Lisa Lowe et le danger médical du postcolonialisme

Je croyais en avoir fini avec le postcolonialisme, car j’avais écrit ma position sur le sujet, m’étais fait critiquer vertement, et avais décidé de retirer toute mention de ce courant sectaire de mes recherches.

C’était en fait impossible. Tout article sur le récit de voyage, du moment qu’il est écrit en anglais, renvoie presque nécessairement à un livre ou un autre article qui semble incontournable, et qui révolte le lecteur, à la fois dans son intelligence et dans son cœur. Le problème n’est pas de voir critiquer la France, ses gouvernements, ses intellectuels successifs, ni même l’Europe et l’Occident. Le problème n’est pas non plus de devoir lire des argumentaires légers et peu cultivés. Le problème est de se sentir englué dans un environnement intellectuel pauvre, qui assène constamment les mêmes approximations, comme si elles étaient la vérité révélée (d’où l’aspect sectaire des Cultural studies.)

J’ouvre donc un livre qui est devenu un classique outre-manche : Critical Terrains. French and British Orientalisms, de Lisa Lowe, publié en 1991. Elle dit que Roland Barthes, dans L’Empire des signes (1970), jette un regard néocolonial sur le Japon en ceci qu’il voit chez cet « Autre », un territoire désiré de pureté ethnique, sémiologique et idéologique. En Chine, de même, Barthes et d’autres perçoivent une altérité radicale, incompréhensible, et dont la pureté révolutionnaire est un objet de désir. Voilà, les mots sont plantés : désir de l’autre, l’autre comme objet du désir de la conscience occidentale, altérité aliénante.
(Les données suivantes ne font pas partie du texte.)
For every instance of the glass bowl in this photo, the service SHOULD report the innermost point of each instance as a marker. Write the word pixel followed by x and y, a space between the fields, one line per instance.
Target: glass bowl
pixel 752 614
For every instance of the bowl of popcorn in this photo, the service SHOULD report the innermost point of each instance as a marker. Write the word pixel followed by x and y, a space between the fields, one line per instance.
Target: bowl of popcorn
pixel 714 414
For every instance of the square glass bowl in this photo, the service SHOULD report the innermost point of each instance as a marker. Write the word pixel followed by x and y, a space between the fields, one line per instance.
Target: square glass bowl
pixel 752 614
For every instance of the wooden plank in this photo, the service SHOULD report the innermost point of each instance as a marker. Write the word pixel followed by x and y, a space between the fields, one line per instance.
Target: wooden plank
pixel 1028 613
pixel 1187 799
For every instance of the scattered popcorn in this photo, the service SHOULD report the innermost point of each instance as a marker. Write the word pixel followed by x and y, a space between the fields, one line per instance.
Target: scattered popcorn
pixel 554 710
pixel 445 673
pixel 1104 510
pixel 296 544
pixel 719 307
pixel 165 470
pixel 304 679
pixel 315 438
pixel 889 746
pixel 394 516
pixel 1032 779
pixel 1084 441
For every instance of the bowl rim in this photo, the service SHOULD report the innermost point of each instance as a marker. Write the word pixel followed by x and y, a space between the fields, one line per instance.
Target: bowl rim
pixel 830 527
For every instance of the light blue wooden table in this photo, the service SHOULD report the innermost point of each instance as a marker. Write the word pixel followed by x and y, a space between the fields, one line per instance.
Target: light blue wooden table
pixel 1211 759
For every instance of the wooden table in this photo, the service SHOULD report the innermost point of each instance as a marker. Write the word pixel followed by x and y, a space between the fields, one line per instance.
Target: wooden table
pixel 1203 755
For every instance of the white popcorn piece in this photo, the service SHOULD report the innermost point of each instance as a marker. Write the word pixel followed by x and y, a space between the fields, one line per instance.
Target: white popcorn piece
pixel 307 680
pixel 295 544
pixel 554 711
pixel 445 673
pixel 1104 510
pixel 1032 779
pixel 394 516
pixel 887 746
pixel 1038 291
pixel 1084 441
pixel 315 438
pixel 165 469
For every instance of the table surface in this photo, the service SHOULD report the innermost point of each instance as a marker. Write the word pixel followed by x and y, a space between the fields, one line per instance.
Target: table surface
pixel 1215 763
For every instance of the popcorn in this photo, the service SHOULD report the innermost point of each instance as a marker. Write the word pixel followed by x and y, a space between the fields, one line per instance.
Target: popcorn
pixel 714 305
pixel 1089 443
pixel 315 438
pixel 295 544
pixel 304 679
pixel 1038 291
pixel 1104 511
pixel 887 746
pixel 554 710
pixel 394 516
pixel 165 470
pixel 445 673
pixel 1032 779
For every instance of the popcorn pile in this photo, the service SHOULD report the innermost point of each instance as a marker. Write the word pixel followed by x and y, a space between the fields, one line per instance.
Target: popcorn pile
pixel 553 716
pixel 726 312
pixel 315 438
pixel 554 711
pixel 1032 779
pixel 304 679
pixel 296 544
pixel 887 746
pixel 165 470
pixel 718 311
Et voici que Lisa Lowe, à partir de ce constat un peu banal, en vient à conclure en quelques lignes que la France dans son ensemble est restée raciste, colonialiste et impérialiste. Elle évoque Le Pen et le FN, et dit que, depuis les années 1950, la situation des populations issues d’Afrique du nord et des Antilles n’a pas évolué. Que nous entretenons toujours avec eux des relations « colonisateurs/colonisés » (méprisant au passage les millions de Français issus d’Afrique qui sont parfaitement intégrés à la culture, la société et l’économie du pays). Que la colonisation de la France a juste changé de nom, mais pas de nature (niant par là toute autonomie des jeunes Etats africains, et toute évolution historique).
Elle postule tout cela, comme toujours. Elle affirme ces choses sans aucune étude, sans aucune preuve, sans aucune recherche particulière, ni sociologique ni démographique, ni politique, ni économique. Elle ne fait appel à aucun chercheur africaniste par exemple, ni cherche à comprendre l’historicité particulière à chaque groupe. Non, plutôt que tout cela, l’affirmation massive que rien n’a changé en France sous le soleil impérial de la république prétendument racialiste.
Le chapitre se termine là, en disant que pour trouver des discours qui sortent du colonialisme et de l’orientalisme, il faut se tourner vers les discours de décolonisation, des subalternes et des féministes. Eux seuls savent développer une pensée qui échappe aux oppositions binaires ici/ailleurs, nous/eux, bien/mal…
Le personnel universitaire postcolonialiste considère ce livre de Lisa Lowe comme un classique. Une lecture recommandée, jouissant de toute la légitimité sociale, académique, politique, du système dominant à l’intérieur des French studies. Pas étonnant que les étudiants disent que la France est le pays le plus raciste du monde. Ils ne font que refléter les pratiques discursives en place depuis au moins vingt ans dans les courants de pensée les plus hégémoniques du monde anglophone.
Pour ma part, j’ai peine à survivre dans cet environnement intellectuel. C’est étouffant, oppressant. Je ne peux pas respirer dans la prose de Lisa Lowe. En général, la violence aveugle, brutale et ignorante des études postcoloniales est quelque chose qui m’affecte physiquement. Cela provoque chez moi des chutes de tension. Quand j’étais jeune, j’ai lu trop de choses intelligentes. A la moitié du chemin de la vie, je ne peux pas ne pas me sentir accablé et menacé médicalement par un tel amoncellement de conneries.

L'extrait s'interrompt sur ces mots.